2. The AIPW class and optimal control functions.
- Verify that \(\hat\tau_b\) with \(b_t = \mu_t\) equals the AIPW estimator Equation 11.5.
- Using Equation 11.8, show that \(b_t^*(x) = \E\{Y(t) \mid x\}\) minimizes conditional variance by completing the square in \(b_t\).
- Suppose \(\pi(x) = 1/2\) for all \(x\). Simplify Equation 11.8 and interpret the result.
3. Double robustness.
- Verify Case 1 of ?thm-dr: with \(\mu_t = \mu_t^*\) and arbitrary \(\pi\), show \(\E\{\phi\} = 0\).
- Verify Case 2: with \(\pi = \pi^*\) and arbitrary \(\mu_t\), show \(\E\{\phi\} = 0\).
- Provide a counterexample showing \(\E\{\phi\} \neq 0\) when both models are misspecified.
4. Projection and the Pythagorean identity.
- Verify \(\mathrm{Cov}(\hat\theta_{\mathrm{opt}}, \hat b^*) = 0\) from the definition of \(\hat b^*\).
- Deduce Equation 11.9 from the decomposition \(\hat\theta_0 = \hat\theta_{\mathrm{opt}} + \hat b^*\).
- Explain why \(\hat\theta_{\mathrm{opt}}\) is still unbiased for \(\theta\) even though \(\hat b^* \in \Lambda\) is subtracted.
5. Semiparametric efficiency.
- Show \(\E\{\varphi_{\mathrm{eff}}(O)^2\} \leq \E\{\varphi_{\mathrm{IPW}}(O)^2\}\) by writing \(\varphi_{\mathrm{IPW}} = \varphi_{\mathrm{eff}} + (\varphi_{\mathrm{IPW}} - \varphi_{\mathrm{eff}})\) and showing the cross term vanishes.

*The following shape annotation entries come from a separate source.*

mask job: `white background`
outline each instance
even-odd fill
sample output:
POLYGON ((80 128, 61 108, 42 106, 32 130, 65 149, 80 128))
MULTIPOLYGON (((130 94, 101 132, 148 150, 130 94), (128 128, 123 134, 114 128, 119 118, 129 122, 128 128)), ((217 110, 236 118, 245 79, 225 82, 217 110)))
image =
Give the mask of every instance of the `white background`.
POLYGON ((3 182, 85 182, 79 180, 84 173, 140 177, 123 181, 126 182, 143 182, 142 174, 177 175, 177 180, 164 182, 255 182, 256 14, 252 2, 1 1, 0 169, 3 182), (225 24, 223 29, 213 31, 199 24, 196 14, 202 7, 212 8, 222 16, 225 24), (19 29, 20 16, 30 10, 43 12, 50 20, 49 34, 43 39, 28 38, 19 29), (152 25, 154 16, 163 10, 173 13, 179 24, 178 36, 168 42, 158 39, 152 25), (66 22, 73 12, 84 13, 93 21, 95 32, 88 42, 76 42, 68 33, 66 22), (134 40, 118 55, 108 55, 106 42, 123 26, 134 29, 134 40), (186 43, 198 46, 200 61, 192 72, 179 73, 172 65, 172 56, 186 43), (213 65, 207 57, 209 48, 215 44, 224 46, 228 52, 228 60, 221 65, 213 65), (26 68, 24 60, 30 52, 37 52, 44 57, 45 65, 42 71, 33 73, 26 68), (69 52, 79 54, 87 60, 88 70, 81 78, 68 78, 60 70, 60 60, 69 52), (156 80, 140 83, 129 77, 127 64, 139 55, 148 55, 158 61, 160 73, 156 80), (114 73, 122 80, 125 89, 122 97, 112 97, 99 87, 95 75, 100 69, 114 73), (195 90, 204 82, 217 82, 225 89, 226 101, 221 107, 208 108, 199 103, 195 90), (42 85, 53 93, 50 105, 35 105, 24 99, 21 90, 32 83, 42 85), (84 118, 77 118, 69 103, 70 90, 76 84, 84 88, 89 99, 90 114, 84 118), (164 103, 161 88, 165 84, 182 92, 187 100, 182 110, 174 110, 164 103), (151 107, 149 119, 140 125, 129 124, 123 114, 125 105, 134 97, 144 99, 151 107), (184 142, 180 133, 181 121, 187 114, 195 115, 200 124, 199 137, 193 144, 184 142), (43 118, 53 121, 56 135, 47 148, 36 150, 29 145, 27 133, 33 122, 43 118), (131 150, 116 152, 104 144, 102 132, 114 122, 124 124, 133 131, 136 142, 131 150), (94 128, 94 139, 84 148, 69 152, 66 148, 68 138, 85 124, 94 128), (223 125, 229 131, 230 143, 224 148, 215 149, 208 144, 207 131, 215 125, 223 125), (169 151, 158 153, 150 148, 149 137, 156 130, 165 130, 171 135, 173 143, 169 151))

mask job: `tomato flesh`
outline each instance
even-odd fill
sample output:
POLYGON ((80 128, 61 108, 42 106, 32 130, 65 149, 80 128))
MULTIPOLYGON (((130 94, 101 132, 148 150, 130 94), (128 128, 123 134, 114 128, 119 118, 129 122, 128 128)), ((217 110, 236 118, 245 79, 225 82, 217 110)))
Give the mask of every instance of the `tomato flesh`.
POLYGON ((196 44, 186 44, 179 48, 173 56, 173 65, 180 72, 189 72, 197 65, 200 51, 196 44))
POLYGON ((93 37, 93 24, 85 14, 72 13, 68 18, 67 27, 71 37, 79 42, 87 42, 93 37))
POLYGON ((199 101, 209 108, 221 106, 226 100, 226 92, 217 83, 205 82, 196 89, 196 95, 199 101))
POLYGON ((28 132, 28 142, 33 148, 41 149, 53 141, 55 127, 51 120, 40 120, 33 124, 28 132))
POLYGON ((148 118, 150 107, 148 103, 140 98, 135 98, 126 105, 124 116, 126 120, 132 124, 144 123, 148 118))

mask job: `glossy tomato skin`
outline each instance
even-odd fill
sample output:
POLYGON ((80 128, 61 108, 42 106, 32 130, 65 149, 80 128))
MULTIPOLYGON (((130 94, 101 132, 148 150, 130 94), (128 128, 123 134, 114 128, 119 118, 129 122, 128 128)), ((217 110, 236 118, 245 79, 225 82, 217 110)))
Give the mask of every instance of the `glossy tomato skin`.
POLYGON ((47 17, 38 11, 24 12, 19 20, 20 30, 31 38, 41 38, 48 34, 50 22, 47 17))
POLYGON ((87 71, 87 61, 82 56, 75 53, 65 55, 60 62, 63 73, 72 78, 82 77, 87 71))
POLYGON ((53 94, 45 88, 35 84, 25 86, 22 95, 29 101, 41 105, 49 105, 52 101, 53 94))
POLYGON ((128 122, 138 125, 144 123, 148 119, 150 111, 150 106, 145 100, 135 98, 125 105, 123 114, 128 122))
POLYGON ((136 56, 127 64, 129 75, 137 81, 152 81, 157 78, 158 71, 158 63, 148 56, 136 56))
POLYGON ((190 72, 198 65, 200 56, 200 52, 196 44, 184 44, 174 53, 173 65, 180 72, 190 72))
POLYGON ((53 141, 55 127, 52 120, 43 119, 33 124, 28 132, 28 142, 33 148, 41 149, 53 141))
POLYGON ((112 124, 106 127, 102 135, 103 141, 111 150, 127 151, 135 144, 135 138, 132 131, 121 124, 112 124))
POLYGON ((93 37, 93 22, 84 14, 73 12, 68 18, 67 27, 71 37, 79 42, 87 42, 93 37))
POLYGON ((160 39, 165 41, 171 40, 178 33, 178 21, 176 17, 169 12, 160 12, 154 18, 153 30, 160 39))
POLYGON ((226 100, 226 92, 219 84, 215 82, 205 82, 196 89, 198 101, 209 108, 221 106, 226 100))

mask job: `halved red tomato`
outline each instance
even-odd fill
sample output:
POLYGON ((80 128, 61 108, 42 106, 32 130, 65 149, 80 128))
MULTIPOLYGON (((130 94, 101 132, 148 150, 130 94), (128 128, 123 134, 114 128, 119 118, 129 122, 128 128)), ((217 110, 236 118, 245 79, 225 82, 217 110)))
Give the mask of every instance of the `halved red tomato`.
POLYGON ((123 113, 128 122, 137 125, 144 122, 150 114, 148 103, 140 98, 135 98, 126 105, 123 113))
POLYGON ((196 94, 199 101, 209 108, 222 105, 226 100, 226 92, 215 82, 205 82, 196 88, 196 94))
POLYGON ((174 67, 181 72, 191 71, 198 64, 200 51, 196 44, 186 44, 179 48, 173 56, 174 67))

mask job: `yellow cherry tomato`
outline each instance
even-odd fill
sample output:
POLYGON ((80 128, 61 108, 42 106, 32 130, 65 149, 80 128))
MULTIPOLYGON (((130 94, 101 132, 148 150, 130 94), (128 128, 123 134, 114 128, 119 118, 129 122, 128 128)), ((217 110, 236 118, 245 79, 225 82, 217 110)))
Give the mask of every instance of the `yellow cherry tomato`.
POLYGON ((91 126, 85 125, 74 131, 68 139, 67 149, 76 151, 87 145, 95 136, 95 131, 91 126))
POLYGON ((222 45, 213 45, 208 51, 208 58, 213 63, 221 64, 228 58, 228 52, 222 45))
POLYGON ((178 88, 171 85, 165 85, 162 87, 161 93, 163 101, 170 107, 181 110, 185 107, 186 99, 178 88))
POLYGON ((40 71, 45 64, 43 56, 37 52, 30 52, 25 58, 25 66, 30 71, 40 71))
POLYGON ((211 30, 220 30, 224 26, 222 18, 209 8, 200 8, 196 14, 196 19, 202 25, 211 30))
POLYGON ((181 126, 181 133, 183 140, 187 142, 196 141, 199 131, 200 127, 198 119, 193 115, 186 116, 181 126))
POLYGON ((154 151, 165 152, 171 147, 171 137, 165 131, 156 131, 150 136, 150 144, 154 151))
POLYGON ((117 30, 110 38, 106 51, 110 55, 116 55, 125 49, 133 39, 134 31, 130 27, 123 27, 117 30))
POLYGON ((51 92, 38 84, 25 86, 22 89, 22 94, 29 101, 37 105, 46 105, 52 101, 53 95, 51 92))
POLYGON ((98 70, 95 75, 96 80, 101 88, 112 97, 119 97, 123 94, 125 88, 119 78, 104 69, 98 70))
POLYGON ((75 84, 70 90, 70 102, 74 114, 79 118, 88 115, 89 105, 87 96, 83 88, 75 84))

- Interpret the efficiency gain \(\E\{\varphi_{\mathrm{IPW}}^2\} - \E\{\varphi_{\mathrm{eff}}^2\}\) in terms of the variance of the outcome regression.
- Give one reason why an efficient estimator based on \(\varphi_{\mathrm{eff}}\) may still be disfavored in practice relative to a simpler, less efficient alternative.
6. Augmented model and the clever covariate.
- Let \(\hat\mu_1^{(0)}(X_i)\) be any initial outcome model fit. Show that the normal equation for \(\hat\gamma_1\) in the augmented model Equation 11.14 is exactly the IBC condition Equation 11.12, and conclude that the prediction estimator can always be written in AIPW form.
- Explain why \(\hat\gamma_1 \overset{p}{\to} 0\) when the initial model \(\hat\mu_1^{(0)}\) is correctly specified, and what this implies about the efficiency cost of including the clever covariate.
- Explain in words why \(\hat\pi_i^{-1}\) is called the clever covariate: what bias does it absorb, and why does this make the prediction estimator a debiased estimator even when \(\hat\mu_1^{(0)}\) is misspecified?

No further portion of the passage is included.